All the methods used for soil characterization were performed according to [25]. The texture of the soil was evaluated before the amendment using the pipette method, determining the particle size classes, which were subdivided into clay (particles < 2 μm), silt (2 to 63 μm), and sand (63 to 2000 μm) [25]. Particles > 2000 μm were not considered. pH and EC were measured as described above for CW, in accordance with [26]. Organic carbon was determined by the oxidation–titrimetric method and the results were expressed as the percentage of dry matter [27]. Total N content in soil was determined by the hydrofluoric acid modification of the Kjeldahl method, including total fixed ammonium [28]. Total CaCO3 was determined by a “gas-volumetric” method based on the determination of the volume of CO2 produced in the presence of HCl. C.E.C. was determined on 2 g of soil samples, previously treated with 0.5 M BaCl2 (w/v) and with 0.05 M MgSO4, and finally chopped using 0.025 M EDTA; the results were expressed as meq of cations per 100 g of soil [26]. Phosphorus was spectrophotometrically (630 nm) determined by the Olsen method [29] and was expressed as the percentage of phosphorus (P) in the soil.

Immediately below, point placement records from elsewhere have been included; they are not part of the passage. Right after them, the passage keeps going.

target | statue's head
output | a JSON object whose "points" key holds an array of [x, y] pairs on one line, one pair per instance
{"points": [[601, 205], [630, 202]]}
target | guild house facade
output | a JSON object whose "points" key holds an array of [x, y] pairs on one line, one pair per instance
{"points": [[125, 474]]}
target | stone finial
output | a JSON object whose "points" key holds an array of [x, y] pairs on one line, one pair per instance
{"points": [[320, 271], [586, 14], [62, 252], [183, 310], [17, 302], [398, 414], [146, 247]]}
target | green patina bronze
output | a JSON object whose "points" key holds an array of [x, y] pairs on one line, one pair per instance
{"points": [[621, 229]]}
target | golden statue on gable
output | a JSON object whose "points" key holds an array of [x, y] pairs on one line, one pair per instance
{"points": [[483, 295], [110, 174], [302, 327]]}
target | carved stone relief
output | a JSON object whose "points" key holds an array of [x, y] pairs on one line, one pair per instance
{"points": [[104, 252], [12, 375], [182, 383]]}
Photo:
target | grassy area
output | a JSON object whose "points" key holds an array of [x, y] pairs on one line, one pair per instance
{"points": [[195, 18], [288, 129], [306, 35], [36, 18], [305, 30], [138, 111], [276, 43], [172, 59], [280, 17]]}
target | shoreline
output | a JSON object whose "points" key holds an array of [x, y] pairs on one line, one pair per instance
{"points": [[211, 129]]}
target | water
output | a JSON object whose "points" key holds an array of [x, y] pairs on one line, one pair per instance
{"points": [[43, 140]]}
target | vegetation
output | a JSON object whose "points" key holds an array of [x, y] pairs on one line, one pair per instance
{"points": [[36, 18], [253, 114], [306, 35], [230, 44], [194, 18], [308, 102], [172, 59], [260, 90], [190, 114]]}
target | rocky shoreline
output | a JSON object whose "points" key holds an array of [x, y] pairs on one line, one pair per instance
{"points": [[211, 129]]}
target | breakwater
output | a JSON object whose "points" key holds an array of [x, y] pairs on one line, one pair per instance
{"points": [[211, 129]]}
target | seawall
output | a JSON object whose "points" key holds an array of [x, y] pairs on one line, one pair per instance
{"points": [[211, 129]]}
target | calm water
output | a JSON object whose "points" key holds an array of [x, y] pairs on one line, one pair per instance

2.3. Microbiological Analyses of Soil and Soil Pore Water

The microbiological analyses were carried out following procedures indicated by the Legislative Decree (LD) 75/2010 on “Reorganization and revision of the discipline regarding fertilizers”, in accordance with Article 13 of the Italian Law 7 July 2009, n. 88, which imposes that the research of Salmonella enterica and Escherichia coli is conducted according to specific sampling plans. Furthermore, fecal bacteria, such as Enterobacteriaceae, fecal coliforms and Enterococcus spp., were counted in accordance with the procedures reported in the “Ministerial Decree 8 July 2002: Approval and formalization of the soil microbiological analysis methods.” Soil and CW samples (25 g) periodically collected were homogenized in sterile bags (Whirl-Pak1, Nasco, Fort Atkinson, WI, USA), diluted in 225 mL of physiological water (0.9% NaCl), using a stomacher 80 lab blender (Seward Ltd., West Sussex, England). Serial dilutions were obtained in sterile physiological water and 0.1 mL was used for microbiological analyses in accordance with [30]. Microbiological counts were performed using the following media and conditions: Mc Conkey agar (Liofilchem srl (Roseto D.A. (TE), Italy) for the enumeration of E. coli, incubated 37 °C for 24–48 h; Violet Red Bile Glucose Agar (VRBGA, Liofilchem) for the enumeration of Enterobacteriaceae and fecal coliforms, incubated at 37 °C and 45 °C for 24–48 h, respectively; Kanamicin Azide Aesculine agar (KAA, Liofilchem) for the enumeration of Enterococcus spp., incubated at 37 °C for 24–48 h. For S. enterica detection, the pre-enrichment and enrichment/isolation phases were followed. In detail, homogenate samples were inoculated at a 1:10 (w/w) ratio in buffered peptone water and incubated at 36 ± 1 °C for 24 h. Aliquots of 0.5 mL of the pre-enrichment culture were inoculated into Rappaport Vassiliadis Broth (Oxoid Rodano, Milan, Italy), and the tubes were incubated at 42 ± 1 °C for 24 + 24 h. A loopful of broth culture from all tubes was stricken on the Hektoen Enteric Agar selective medium (Oxoid) and incubated at 36 ± 1 °C for 24 h. Finally, preliminary identification based on the colony appearance of selective agar media was confirmed using classical biochemical (fermentation of glucose and lysine decarboxylase) and serological tests. The results were expressed as presence/absence per gram of dry weight.
The emended soil pore water was analyzed using the membrane filtration technique, in accordance with [31]. In detail, water samples were diluted and filtered in sterile glasses equipped with cellulose membranes (0.45 μm pores) in a 3-position filtration ramp. Subsequently, the membranes were transferred onto the same selective culture media used for the microbiological analyses of soil samples. The results were expressed as a Log Colony Forming Unit (CFU)/100 mL.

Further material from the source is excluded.